LAST TIME we saw a play in which a middle-aged male journalist was left
alone with a young girl the result was the cosmic mayhem of Sarah Kane's
Blasted. But, though it shares a similar situation, James Saunders's
Retreat, at the Orange Tree, Richmond, is an infinitely subtler, richer play
about the nature of moral responsibility. An Inspector Calls, a friend
muttered. I thought more of Albee's A Delicate Balance, in which a couple,
fleeing from some nameless terror, sought sanctuary with their oldest
friends.

But Saunders's play sets up its own unique reverberations. We are in a Welsh
cottage late at night. Harold, its owner, is listening to Mozart and
drinking scotch, when the doorbell insistently rings. The visitor is
Hannah, the hitch-hiking daughter of his oldest friends who were killed in a
Pakistani air-crash. "I've come to disturb your peace," she claims and she's
not joking. Harold, whose wife died in a car accident and who now devotes
himself to his disabled daughter, has created a rural retreat whose calm is
violated by this importunate visitor who clearly intends to stay for rather
more than dinner.

Saunders sets up a calculatedly artificial situation - and just how
artificial we only discover through a last-minute theatrical surprise - to
explore the debt we owe to others and ourselves. Harold has sold his house
in Barnes, shed all his past possessions - somewhat improbably for a
newspaper columnist - and created a new life based on paternal care.

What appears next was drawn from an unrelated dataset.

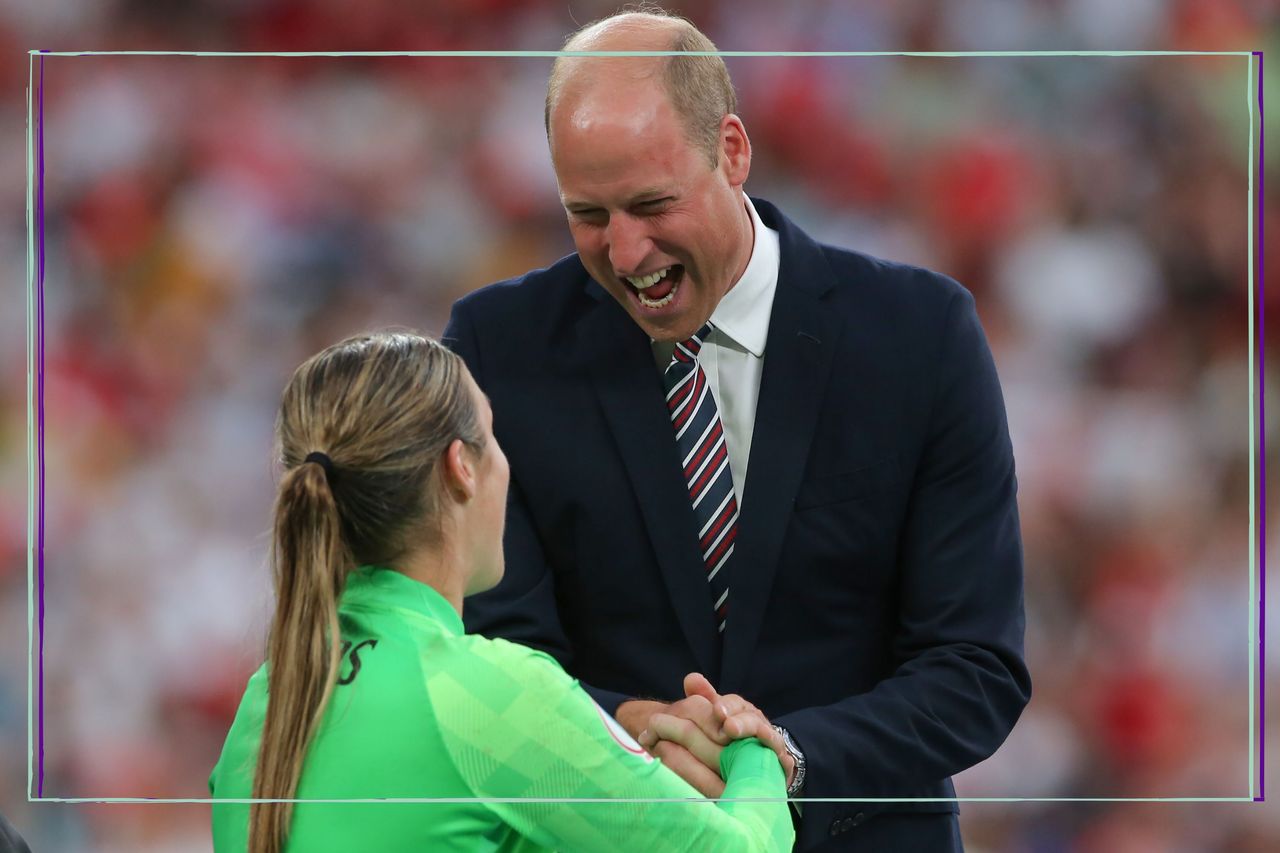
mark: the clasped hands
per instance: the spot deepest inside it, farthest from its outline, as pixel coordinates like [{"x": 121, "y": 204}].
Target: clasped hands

But the basic question Saunders asks is whether cocooned happiness is ever a
possibility and whether we can resist the clamorous demands - embodied by
the importunate Hannah - of the outside world. As in his 1977 play, Bodies,
Saunders implies it is better to accept your own neuroses and the world's
imperfections than to struggle to achieve a sterile contentment.

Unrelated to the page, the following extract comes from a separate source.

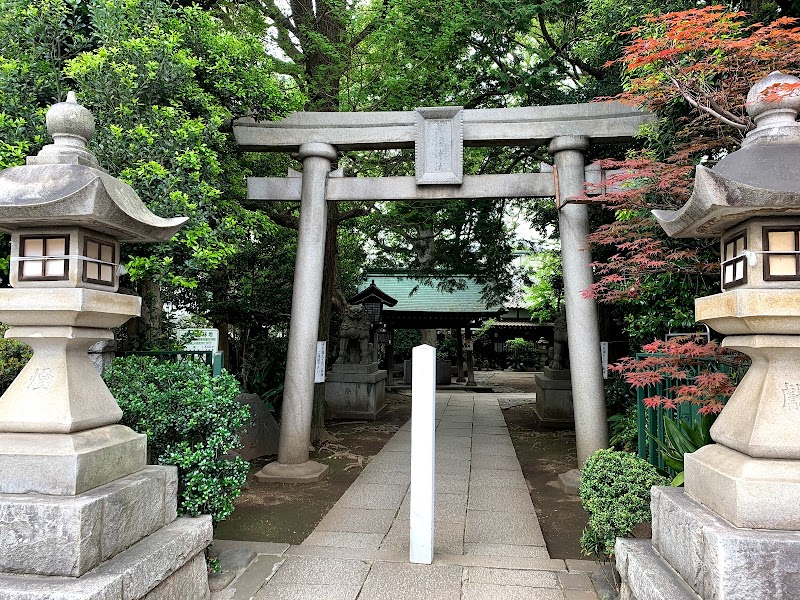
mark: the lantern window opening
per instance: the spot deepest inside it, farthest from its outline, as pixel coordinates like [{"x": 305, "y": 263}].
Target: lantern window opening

Host and guest, occupant and intruder: it is a classic situation, much used
by Pinter and Albee and here given a philosophical spin by Saunders to make
us side, at different times, with both parties. We feel for Hannah in her
need to give and receive protection: we understand Harold in his anxiety to
divest himself of religious guilt and unwanted commitments. The situation's
sexual tension is a bit slow to surface but otherwise this a nail-biting 100
minutes in which director Sam Walters gets two brilliant performances from
his actors. Tim Pigott-Smith has the simmering anger of a man plagued by
unacknowledged demons of desire and Victoria Hamilton turns brooding,
watchful stillness into a moral demand.